There were a lot of crazy speeches [at CPAC], but Trump out-crazied all of them, which was no mean feat considering that one of the speakers is part of a Japanese cult that believes its founder is an alien from Venus and another one was Don Jr.

 

A third woman has now come forward with allegations of inappropriate conduct by New York Gov. Andrew Cuomo and the craziest part is there's a photo of it! This is how mysteries in an Olsen twins movie end; this is not how real life goes.

 

As of March 10, Texans will no longer be required to wear face coverings in public. From then on, the only people wearing masks in Texas will be the Lone Ranger and the chainsaw massacre guy.

 

Why is it that the people who claim to love our country the most are also the ones who threaten to blow it up?

 

Donald Trump is said to be planning his political future right now and the rumor is he's in the market for a new running mate.
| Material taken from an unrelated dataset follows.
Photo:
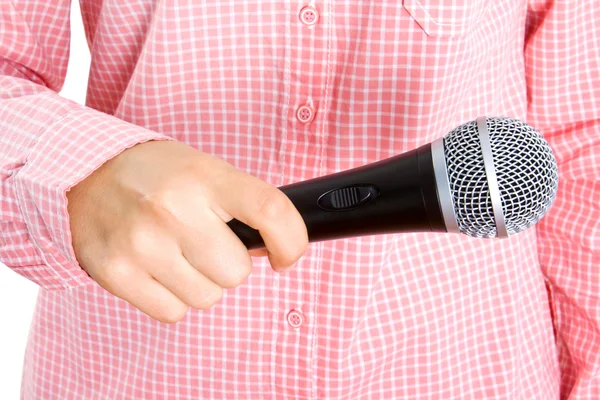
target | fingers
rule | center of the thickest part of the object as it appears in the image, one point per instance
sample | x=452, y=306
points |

Trump thinking Pence is the problem is like Hitler blaming his German shepherd for losing World War II.

 

Late Night With Seth Meyers

President Biden ordered airstrikes against Syria. Well, that certainly didn't take long. It's like going to a Chumbawamba concert and they open with "Tubthumping." We knew it was coming, we just didn't know it'd be right away.

 

Students at the University of Texas have filed a petition to change their alma mater song, "The Eyes of Texas," because it has racist origins. And just wait until they find out about the origins of Texas.

 

Actor Seth Rogen yesterday announced the launch of his new cannabis brand called Houseplant. And it must be good because he announced it again today.

 

President Biden said yesterday that his goal is that every teacher can receive the first dose of the coronavirus vaccine by the end of March. Said teachers: "May receive."

 

Former Trump White House press secretary Kayleigh McEnany joined Fox News yesterday as an on-air commentator. So, it's kind of like her old job, except now she'll be on Fox a little less.